Nem eu... E olha que os dois estão de terno e gravata...

Entretanto, cada vez mais concluo que a sociedade está ainda mais superficial, e certos aspectos mais exteriores e visíveis se tornaram muito mais importantes que aqueles de maior importância, como a personalidade, profissionalismo e competência. E vejo que colocar a roupa à frente daquele que a veste ainda acaba tendo um efeito negativo sobre a pessoa, principalmente quando esta é fraca de espírito e insegura de sua qualificação profissional. Há aquelas pessoas que ao vestir a roupa de trabalho se sentem dentro de uma armadura, que as protegerá de qualquer dúvida que os outros possam ter de sua competência; e também tem aqueles arrogantes que vêem na roupa social de trabalho uma forma de mostrar para o mundo o que faz, se exibir como um grande e exemplar funcionário, quando muitas vezes não é na prática. Este último comportamento eu particularmente sempre observei em muitos advogados, que vestindo seus ternos e gravatas se sentem no direito de olhar de cima para nós, meros cidadãos que não cursaram Direito... E nem precisa ser formado não: já cansei se ver moleques que mal entraram na faculdade se vestindo de terno e gravata, com a mesma postura arrogante de quem acha que pode mijar contra o vento sem se molhar...

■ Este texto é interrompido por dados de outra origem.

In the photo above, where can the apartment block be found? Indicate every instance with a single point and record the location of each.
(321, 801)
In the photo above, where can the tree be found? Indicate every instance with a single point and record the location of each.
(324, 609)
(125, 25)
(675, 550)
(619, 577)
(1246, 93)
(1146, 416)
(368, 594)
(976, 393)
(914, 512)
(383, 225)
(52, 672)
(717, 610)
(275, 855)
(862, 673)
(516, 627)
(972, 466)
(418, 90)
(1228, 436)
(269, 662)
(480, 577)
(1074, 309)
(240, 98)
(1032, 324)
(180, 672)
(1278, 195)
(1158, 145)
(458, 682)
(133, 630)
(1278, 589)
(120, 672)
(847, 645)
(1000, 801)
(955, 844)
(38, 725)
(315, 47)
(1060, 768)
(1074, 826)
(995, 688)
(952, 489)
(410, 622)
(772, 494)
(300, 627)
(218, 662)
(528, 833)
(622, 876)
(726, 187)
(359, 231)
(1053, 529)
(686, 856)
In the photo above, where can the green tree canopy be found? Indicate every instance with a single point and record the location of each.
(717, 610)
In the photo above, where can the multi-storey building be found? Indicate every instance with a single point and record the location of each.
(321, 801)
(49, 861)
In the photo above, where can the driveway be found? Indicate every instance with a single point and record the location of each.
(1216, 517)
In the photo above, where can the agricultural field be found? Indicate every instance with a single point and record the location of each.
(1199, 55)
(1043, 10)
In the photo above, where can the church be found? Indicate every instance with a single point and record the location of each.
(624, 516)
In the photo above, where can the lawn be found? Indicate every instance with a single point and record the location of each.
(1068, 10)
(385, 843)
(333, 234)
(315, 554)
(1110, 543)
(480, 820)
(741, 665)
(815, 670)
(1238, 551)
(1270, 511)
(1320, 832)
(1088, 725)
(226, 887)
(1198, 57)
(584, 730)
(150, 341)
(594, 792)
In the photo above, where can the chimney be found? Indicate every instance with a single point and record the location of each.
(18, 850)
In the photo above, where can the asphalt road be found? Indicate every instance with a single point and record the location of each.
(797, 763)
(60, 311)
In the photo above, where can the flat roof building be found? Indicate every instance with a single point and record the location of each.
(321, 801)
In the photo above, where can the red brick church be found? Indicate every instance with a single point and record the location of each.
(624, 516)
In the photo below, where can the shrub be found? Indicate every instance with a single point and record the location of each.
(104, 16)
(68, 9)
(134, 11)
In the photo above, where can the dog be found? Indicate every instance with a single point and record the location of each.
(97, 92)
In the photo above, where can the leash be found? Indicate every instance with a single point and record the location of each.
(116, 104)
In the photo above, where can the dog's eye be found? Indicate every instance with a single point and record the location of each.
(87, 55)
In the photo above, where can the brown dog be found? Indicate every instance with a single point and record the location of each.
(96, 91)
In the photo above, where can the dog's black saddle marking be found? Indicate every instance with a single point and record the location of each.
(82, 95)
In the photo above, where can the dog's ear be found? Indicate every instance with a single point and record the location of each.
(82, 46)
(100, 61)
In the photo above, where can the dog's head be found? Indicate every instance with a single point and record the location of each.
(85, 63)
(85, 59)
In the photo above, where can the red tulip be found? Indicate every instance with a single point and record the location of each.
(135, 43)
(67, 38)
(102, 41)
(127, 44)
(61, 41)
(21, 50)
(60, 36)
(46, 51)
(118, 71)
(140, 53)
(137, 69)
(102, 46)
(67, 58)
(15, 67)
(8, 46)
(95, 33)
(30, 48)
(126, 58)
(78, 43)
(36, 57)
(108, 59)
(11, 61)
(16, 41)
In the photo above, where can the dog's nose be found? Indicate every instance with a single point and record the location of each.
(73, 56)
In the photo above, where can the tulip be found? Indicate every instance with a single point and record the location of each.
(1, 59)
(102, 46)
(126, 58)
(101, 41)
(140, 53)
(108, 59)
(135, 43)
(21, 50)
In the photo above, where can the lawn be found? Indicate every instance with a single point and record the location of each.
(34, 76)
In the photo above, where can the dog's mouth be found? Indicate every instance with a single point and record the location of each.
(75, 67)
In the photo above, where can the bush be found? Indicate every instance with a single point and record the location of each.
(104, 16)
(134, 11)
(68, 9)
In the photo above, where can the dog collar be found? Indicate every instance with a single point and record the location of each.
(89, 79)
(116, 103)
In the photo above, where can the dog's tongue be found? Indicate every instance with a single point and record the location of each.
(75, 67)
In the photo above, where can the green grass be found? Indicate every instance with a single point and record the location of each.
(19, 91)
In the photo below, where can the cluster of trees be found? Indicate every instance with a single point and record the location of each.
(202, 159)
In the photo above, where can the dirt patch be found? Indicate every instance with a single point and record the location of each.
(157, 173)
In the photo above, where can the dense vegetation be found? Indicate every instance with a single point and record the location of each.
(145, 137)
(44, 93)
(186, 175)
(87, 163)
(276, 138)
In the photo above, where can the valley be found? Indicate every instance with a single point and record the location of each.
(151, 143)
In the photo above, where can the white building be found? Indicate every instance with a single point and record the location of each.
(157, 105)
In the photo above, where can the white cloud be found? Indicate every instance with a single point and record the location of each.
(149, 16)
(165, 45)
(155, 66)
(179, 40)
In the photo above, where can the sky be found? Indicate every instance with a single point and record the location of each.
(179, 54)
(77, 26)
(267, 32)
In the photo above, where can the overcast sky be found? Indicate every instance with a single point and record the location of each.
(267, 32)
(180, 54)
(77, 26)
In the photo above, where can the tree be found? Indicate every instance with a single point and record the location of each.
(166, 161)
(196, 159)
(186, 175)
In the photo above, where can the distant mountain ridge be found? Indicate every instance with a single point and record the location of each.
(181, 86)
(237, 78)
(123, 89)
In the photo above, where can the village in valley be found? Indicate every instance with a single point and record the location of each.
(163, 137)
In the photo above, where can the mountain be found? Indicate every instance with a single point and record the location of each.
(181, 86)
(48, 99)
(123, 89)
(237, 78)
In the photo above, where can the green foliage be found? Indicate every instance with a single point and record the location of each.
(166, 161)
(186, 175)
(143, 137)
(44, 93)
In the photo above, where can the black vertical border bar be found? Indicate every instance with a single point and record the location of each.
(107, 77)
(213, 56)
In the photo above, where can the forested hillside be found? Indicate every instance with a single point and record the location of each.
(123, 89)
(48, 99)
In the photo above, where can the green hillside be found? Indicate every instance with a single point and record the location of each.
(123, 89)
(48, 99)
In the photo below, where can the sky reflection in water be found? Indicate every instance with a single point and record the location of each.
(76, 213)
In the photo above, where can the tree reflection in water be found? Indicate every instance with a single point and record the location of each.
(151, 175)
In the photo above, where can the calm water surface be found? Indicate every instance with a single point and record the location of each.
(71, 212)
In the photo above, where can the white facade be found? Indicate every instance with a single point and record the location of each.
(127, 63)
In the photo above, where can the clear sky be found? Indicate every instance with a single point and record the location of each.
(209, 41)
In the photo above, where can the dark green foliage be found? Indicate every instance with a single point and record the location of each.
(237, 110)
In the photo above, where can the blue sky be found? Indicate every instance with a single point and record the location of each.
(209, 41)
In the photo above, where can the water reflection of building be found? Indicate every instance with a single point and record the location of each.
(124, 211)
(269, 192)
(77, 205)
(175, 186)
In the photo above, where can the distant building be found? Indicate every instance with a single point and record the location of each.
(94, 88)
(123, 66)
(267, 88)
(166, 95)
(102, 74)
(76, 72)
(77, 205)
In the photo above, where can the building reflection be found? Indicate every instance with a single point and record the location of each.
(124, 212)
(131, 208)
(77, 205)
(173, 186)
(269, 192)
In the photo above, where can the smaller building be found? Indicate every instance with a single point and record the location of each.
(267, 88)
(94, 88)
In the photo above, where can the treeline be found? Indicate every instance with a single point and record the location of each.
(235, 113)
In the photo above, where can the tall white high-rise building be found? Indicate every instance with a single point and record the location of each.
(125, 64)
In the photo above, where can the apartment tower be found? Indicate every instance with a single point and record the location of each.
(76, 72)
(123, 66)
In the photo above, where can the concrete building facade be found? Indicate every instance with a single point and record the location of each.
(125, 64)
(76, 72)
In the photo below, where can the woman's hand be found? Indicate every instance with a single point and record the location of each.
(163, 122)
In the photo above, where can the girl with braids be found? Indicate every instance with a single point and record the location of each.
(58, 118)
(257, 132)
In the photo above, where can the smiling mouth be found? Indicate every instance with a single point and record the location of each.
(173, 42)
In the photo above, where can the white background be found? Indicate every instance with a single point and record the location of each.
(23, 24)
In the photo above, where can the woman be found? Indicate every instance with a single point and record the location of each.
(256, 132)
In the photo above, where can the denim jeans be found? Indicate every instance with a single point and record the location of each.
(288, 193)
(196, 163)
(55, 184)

Claro, não estou querendo descer até lá embaixo, não estou dizendo que é para ir trabalhar de short, camisa regata e chinelo. É necessário um pouquinho só de bom senso para entender o mínimo de roupa necessária para ir em determinado lugar. O meu ponto é que a roupa não tem nenhum tipo de influência sobre a pessoa que a veste, colocar uma roupa mais formal não torna o indivíduo mais inteligente, qualificado ou confiável.

Foi como certa vez, um casamento no qual eu fui. Pela postagem, você já deve estar vendo como odeio gravata, e realmente nem sequer me preocupei com essa peça de indumentária. Calça social, um sapato social simples (nada daqueles desconfortáveis sapatos engraxados), uma camisa social simples e mais um blazer, e só. Nada de gravata. Aí as pessoas olhando, alguns colegas vindo e me dizendo "puxa, você tinha que ter colocado uma gravata...". Pra quê? Onde tá escrito que é obrigatório colocar uma gravata? Estava ali, vestido de maneira adequada, nada de ofensivo, pombas! Que mal faz eu estar ali sem gravata? Daqui a pouco vão colocar um estilista na entrada, que vai barrar quem não se enquadrar perfeitamente nos padrões do traje exigido. Pombas, achei que em um casamento as pessoas se preocupassem em observar somente o vestido da noiva...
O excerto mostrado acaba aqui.